LinkedIn open-sourced Pinot in June. Pinot is LinkedIn’s real-time analytics infrastructure. Pinot enables the company to slice, dice and scan through massive amounts of data in real-time across a wide variety of products, said Kishore Gopalakrishna, a senior software engineer on the data infrastructure team at LinkedIn in a blog post.
“At LinkedIn, we have a large deployment of Pinot storing hundreds of billions of records and ingesting over a billion records every day,” Gopalakrishna said. “Pinot serves as the backend for more than 25 analytics products for our customers and members. This includes products such as Who Viewed My Profile, Who Viewed My Posts and the analytics we offer on job postings and ads to help our customers be as effective as possible and get a better return on their investment. In addition, more than 30 internal products are powered by Pinot…”
In October, LinkedIn open sourced PalDB. PalDB is a lightweight companion for storing side data. LinkedIn developed PalDB to assist some of its machine learning efforts and storage needs. At LinkedIn, an issue that often comes up is what to do to improve the usability and memory efficiency of side data, said Matthieu Monsch, an engineer at LinkedIn in a blog post. Side data is the extra read-only data needed by a process to do its job, he said.
For instance, a list of stop words used by a natural language processing algorithm is side data, Monsch said. Machine learning models used in machine translation, content classification or spam detection are also side data. When this side data becomes large, it can create a bottleneck for applications that depend on them. PalDB does more with less by providing a new read-only embeddable database that makes it much easier to scale side data.
Explaining LinkedIn’s open-source philosophy, Perisic said he believes participating in open-source projects makes engineers better because their work is exposed to the entire community.
“It seems paradoxical to think that developers write better software for others than they do for themselves, but it actually makes sense,” Perisic said. “When software is written ‘internally,’ developers have a tendency to cut some corners—and I’m as guilty as anyone—especially around documenting, making code easily readable and reusable and having all the right tests in order.

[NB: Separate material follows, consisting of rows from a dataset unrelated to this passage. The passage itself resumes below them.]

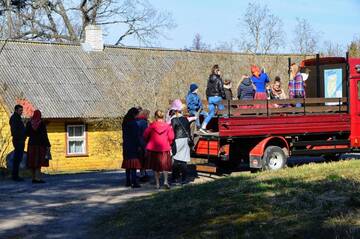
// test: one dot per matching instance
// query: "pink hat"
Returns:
(176, 105)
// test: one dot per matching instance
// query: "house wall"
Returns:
(103, 143)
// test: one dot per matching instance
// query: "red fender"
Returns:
(257, 152)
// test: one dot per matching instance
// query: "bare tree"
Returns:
(305, 39)
(57, 20)
(332, 49)
(199, 44)
(354, 47)
(225, 46)
(262, 31)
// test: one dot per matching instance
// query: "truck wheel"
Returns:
(332, 157)
(274, 158)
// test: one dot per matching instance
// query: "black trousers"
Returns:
(18, 154)
(179, 169)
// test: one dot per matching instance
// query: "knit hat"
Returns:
(254, 69)
(193, 87)
(176, 105)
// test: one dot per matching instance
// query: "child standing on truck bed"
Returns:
(215, 94)
(194, 104)
(260, 80)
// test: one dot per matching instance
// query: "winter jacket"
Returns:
(181, 127)
(215, 87)
(246, 90)
(17, 128)
(260, 82)
(37, 137)
(228, 94)
(131, 141)
(193, 102)
(142, 124)
(159, 136)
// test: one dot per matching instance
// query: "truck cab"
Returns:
(261, 135)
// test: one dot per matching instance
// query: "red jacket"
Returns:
(159, 136)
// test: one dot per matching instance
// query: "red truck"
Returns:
(264, 133)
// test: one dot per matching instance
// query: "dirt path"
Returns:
(64, 207)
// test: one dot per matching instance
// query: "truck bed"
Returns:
(283, 125)
(281, 117)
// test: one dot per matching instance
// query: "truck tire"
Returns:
(332, 157)
(274, 158)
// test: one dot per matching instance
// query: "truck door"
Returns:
(354, 75)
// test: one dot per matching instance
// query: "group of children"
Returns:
(256, 86)
(165, 144)
(162, 146)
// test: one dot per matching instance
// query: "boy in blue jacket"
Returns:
(194, 104)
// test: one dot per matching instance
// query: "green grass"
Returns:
(312, 201)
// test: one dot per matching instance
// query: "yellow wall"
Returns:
(104, 146)
(104, 149)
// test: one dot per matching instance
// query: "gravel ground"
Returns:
(66, 205)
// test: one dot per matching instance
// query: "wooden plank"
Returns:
(206, 168)
(325, 109)
(325, 100)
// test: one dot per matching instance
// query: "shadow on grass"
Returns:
(243, 207)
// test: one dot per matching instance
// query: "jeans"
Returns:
(213, 102)
(197, 115)
(18, 154)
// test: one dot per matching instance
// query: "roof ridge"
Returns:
(158, 49)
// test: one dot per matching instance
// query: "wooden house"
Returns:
(83, 94)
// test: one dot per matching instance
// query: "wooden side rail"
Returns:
(240, 108)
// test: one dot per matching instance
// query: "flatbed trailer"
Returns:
(264, 133)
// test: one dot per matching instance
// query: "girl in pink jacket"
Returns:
(159, 137)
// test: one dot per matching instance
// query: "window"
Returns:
(76, 140)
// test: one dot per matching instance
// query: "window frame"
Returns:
(68, 139)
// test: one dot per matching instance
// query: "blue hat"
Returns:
(193, 87)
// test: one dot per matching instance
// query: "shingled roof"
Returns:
(63, 81)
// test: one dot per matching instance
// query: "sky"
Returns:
(220, 21)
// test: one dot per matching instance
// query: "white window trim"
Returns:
(76, 138)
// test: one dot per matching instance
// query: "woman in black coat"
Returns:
(131, 147)
(38, 146)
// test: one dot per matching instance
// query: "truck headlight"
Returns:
(357, 67)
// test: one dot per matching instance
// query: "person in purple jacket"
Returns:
(260, 79)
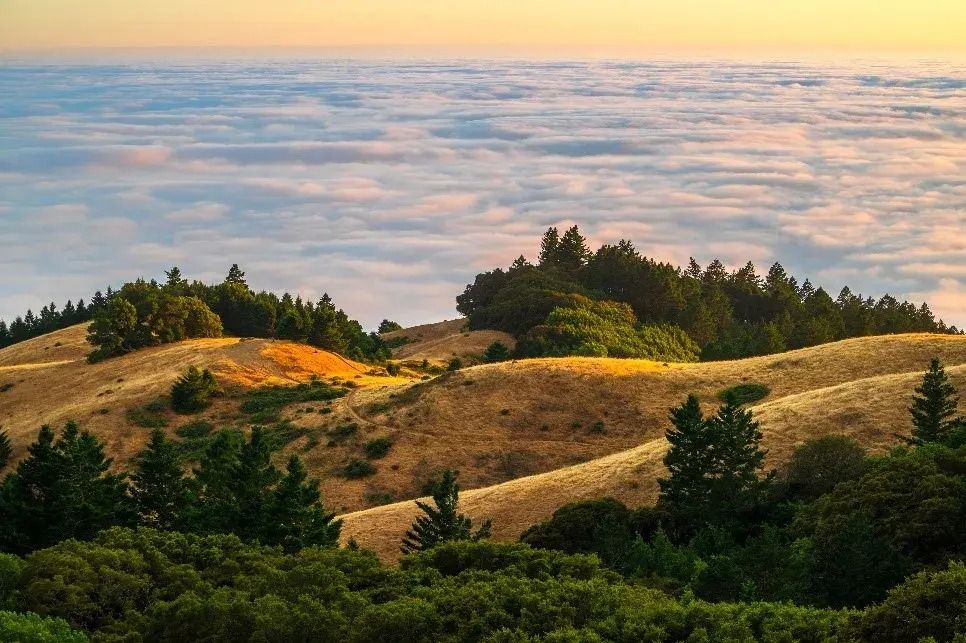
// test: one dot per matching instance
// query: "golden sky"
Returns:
(497, 25)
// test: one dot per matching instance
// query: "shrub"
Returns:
(377, 448)
(190, 393)
(744, 393)
(358, 469)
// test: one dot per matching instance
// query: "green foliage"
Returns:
(358, 469)
(496, 352)
(602, 328)
(265, 404)
(6, 450)
(32, 628)
(934, 407)
(442, 522)
(190, 392)
(744, 393)
(377, 448)
(819, 465)
(927, 604)
(62, 489)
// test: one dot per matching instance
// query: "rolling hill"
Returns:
(526, 436)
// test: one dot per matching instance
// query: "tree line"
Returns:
(727, 314)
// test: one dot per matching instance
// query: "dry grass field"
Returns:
(526, 436)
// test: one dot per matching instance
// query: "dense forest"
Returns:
(144, 313)
(620, 303)
(835, 546)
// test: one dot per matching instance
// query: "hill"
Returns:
(856, 387)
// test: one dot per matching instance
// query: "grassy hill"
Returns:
(526, 436)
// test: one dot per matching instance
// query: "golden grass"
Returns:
(440, 342)
(858, 387)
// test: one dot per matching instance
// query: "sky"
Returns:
(390, 183)
(561, 26)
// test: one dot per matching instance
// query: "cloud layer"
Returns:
(390, 184)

The Open Source community has choices and will simply lose patience in trying to figure what your code does if it is too obscure. ‘Internally’ you may not have a choice.
“With open source, developers’ names are attached to the software they create and the entire community can look at it. This puts a human face on code and reputations on the line. Once a developer open sources some software, their names will be forever associated with it. Their design choices and bugs will be visible to all. This is a huge incentive to cross their T’s and dot their I’s. A developer wants to be associated with good stuff that is well written.”